だって今笑ったら絶対変な目で見られるだろうからな。
「…おい、その辺にしておけよ土方。そいつは僕達の写真を持ってるんだから下手に動けない」
「それなら御心配なく。すでにファイルから消しておきましたから」
土方はそう言うと、沖田の前に携帯を放り投げた。
「…っな!いつの間に…」
そう言って沖田は焦るように自分のポケットを確認した。
「…残念ですね、これで証拠は無くなりましたよ。…面白そうだから泳がせておいたのですが…あまり意味は無かったみたいですね」
「…っち」
土方の言葉に沖田は小さく、はっきりと舌打ちをした。
そんな沖田に土方は少し口を歪めると、沖田の耳元で「残念でした」と呟く。零には聞こえていなかったようで、不思議そうに土方の方を見つめた。
「まあ、それより早く教室に戻った方がいい。もう全員帰ったと思うぞ」
土方はそう言って、沖田と零の背中を押し保健室から追い出した。
そういえば、さっきの授業って6時間目だったけ。…だとしたら早く家に帰らないとマズイな…。
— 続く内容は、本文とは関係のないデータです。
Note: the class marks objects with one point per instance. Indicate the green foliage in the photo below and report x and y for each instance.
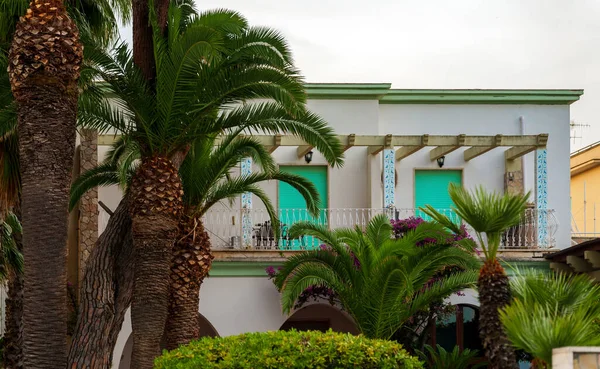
(439, 358)
(215, 75)
(11, 259)
(486, 212)
(550, 311)
(381, 282)
(292, 349)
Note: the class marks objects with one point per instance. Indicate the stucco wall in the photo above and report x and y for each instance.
(591, 179)
(358, 183)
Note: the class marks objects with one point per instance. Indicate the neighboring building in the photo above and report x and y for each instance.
(585, 192)
(404, 147)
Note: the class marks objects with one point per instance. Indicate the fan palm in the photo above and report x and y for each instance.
(489, 214)
(381, 282)
(206, 182)
(550, 311)
(212, 77)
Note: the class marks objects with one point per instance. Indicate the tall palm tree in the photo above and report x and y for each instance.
(489, 214)
(200, 70)
(381, 282)
(44, 66)
(98, 23)
(550, 311)
(206, 181)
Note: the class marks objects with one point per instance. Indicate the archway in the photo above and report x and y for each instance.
(206, 330)
(320, 317)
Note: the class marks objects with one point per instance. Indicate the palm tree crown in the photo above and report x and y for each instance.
(380, 281)
(550, 311)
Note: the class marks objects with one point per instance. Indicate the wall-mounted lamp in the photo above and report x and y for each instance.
(441, 161)
(308, 157)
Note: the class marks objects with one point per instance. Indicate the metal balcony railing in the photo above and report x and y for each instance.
(224, 226)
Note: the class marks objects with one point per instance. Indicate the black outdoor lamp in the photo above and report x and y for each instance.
(441, 161)
(308, 157)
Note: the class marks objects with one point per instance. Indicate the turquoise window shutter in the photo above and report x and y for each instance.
(292, 207)
(431, 188)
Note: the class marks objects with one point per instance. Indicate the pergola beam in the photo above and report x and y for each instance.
(580, 265)
(387, 143)
(351, 142)
(405, 151)
(473, 152)
(518, 151)
(396, 141)
(593, 257)
(440, 151)
(301, 151)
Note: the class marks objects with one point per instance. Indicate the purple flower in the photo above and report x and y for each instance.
(271, 271)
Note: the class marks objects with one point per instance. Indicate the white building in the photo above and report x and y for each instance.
(504, 140)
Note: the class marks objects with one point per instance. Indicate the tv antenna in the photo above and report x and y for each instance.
(577, 131)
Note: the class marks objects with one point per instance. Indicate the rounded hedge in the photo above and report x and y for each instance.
(290, 349)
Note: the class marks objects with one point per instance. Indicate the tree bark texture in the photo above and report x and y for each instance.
(143, 44)
(44, 66)
(105, 294)
(494, 294)
(47, 145)
(155, 208)
(190, 264)
(13, 334)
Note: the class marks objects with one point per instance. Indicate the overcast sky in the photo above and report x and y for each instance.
(506, 44)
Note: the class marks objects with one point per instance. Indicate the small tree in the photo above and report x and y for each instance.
(489, 214)
(380, 281)
(550, 311)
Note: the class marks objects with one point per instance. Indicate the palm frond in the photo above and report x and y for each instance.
(103, 175)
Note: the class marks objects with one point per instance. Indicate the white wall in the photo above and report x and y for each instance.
(358, 185)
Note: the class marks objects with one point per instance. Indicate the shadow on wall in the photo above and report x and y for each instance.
(320, 317)
(206, 330)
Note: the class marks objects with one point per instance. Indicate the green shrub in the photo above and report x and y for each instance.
(290, 349)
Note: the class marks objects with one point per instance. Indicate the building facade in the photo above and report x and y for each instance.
(403, 149)
(585, 192)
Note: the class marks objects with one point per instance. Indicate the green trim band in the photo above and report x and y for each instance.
(257, 269)
(241, 268)
(383, 93)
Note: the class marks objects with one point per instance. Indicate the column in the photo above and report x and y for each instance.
(88, 206)
(246, 170)
(389, 180)
(541, 192)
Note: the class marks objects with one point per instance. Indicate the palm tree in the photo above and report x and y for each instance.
(97, 21)
(44, 66)
(489, 214)
(200, 70)
(206, 181)
(381, 282)
(550, 311)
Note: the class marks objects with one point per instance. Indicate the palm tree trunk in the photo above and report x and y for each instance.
(156, 205)
(13, 335)
(494, 294)
(143, 44)
(191, 261)
(105, 294)
(45, 59)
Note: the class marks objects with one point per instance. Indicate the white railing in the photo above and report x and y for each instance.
(225, 227)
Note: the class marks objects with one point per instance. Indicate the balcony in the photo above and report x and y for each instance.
(536, 230)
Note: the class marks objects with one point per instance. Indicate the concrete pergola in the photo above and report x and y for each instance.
(399, 147)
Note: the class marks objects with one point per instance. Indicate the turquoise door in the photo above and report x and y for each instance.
(431, 188)
(292, 207)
そう考えると、僕は急いで階段を駆け上がり教室へと向かった。
「行かなくていいのか?」
保健室前で立ち止まっている沖田に、後ろから土方が声を掛けた。
「…零から聞きやした。…零の親が亡くなった時、あんたが助けたんだろ?…何がきっかけであんたが零と会ったのか知らないけど、あんまりあいつの事虐めんじゃねえぞ」
「…それはお互い様だろ」
土方の答えに沖田はもう一度睨みつけると、沖田はその場を離れた。
…何でだろ、まだ何か引っかかるな…。
沖田は訝しげな表情で、夕日の赤い光で照らされた廊下を歩いて行った。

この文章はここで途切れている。